Minnesota’s Solons would prefer that their state’s residents miss out on this golden age. State law bans unauthorized college courses from the state. Of course, this can’t really be done in the Internet age. Coursera should have pointed out how absurd this law is. Protecting people from free and abundant knowledge is not exactly doing them a service. There’s no force or fraud here, and Coursera does not even confer degrees. Despite all this, Coursera decided to take the appeasement route by posting the following notice:

Coursera has been informed by the Minnesota Office of Higher Education that under Minnesota Statutes (136A.61 to 136A.71), a university cannot offer online courses to Minnesota residents unless the university has received authorization from the State of Minnesota to do so. If you are a resident of Minnesota, you agree that either (1) you will not take courses on Coursera, or (2) for each class that you take, the majority of work you do for the class will be done from outside the State of Minnesota.

Fortunately, not everyone is a regulatory Neville Chamberlain. George Mason University’s Alex Tabarrok, along with his colleague Tyler Cowen, have just started up their own online university, MRUniversity. The name comes from their blog, Marginal Revolution (though I do sometimes pronounce it “Mr. University” in my head). Tabarrok, channeling his inner Churchill, posted this:

Tyler and I wish to be perfectly clear: unlike Coursera, we will not shut down MRU to the residents of Minnesota. We are prepared to defend our rights under the First Amendment to teach the good people of Minnesota all about the Solow Model, water policy in Africa, and the economics of garlic–even if we have to do so from a Minnesota jail!

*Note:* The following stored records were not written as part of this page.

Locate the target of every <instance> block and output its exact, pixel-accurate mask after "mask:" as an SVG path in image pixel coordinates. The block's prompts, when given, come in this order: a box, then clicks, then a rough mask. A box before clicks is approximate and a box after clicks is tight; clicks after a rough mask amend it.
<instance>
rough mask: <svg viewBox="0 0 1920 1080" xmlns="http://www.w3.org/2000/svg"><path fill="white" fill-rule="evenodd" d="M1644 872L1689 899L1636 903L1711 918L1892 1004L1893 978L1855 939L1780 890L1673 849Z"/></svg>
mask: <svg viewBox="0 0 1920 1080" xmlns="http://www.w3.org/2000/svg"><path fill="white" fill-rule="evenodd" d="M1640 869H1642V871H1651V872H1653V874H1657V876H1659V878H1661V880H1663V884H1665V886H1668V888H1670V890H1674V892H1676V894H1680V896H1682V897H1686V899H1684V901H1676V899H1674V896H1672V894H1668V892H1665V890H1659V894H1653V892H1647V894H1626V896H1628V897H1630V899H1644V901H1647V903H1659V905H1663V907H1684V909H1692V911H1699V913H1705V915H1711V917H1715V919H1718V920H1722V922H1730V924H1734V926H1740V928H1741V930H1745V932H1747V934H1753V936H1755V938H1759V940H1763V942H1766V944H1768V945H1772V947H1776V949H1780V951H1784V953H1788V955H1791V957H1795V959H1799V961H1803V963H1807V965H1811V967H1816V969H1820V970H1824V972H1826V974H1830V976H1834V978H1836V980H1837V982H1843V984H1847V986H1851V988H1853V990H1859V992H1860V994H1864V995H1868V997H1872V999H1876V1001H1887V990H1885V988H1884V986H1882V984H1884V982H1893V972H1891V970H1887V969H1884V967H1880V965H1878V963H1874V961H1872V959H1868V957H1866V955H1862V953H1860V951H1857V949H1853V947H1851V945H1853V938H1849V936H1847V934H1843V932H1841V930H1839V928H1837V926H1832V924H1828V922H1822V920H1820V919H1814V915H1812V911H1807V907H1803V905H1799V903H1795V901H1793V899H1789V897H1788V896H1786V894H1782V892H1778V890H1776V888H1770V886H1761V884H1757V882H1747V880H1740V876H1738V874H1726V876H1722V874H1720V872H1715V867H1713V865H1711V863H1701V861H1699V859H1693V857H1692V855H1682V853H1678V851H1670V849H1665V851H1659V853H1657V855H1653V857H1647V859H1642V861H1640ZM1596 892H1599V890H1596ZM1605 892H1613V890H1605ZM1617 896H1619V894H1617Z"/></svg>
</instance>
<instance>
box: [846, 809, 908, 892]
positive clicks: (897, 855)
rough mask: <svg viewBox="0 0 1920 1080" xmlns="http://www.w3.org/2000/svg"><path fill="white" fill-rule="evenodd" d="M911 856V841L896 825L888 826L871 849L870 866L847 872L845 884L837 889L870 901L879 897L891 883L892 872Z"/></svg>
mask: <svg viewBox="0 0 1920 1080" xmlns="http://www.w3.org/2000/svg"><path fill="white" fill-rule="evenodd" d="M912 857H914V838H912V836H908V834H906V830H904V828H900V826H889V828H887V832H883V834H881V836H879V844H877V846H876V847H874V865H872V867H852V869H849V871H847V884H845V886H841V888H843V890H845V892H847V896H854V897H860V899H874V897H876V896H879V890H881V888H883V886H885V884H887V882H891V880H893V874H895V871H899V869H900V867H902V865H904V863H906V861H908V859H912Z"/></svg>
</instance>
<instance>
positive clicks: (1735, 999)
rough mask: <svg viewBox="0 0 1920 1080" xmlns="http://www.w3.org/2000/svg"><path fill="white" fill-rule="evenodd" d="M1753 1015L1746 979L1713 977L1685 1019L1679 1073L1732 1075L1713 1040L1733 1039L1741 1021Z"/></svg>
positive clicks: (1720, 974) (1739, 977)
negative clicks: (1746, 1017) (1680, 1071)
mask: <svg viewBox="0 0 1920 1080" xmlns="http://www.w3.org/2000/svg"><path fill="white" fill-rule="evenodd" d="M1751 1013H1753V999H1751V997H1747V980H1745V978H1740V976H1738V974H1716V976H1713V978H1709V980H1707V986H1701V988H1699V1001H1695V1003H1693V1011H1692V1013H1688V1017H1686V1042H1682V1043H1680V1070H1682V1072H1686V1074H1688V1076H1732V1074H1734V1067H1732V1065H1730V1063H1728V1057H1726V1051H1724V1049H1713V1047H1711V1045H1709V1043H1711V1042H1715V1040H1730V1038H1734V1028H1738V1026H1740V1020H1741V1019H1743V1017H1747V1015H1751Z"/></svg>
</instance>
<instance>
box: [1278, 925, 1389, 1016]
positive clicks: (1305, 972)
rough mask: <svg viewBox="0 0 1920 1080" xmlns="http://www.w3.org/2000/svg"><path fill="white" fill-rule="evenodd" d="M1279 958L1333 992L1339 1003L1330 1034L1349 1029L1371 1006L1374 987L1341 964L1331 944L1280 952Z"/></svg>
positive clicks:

Should it come to that, it would take mere seconds to decide the court case on the merits. Maybe the Institute for Justice, with its long track record of free speech litigation, can weigh in. With all the bad publicity this story is getting, maybe the mere threat of a lawsuit would cause Minnesota’s resident Savonarolas to back down.

At the risk of making this post illegal to read in Minnesota, I close by encouraging readers interested in free speech to read John Milton’s essay “Areopagitica.” It is one of the most stirring, passionate and eloquent defenses of free expression ever put to paper. The full text is even online for free, courtesy of Dartmouth University.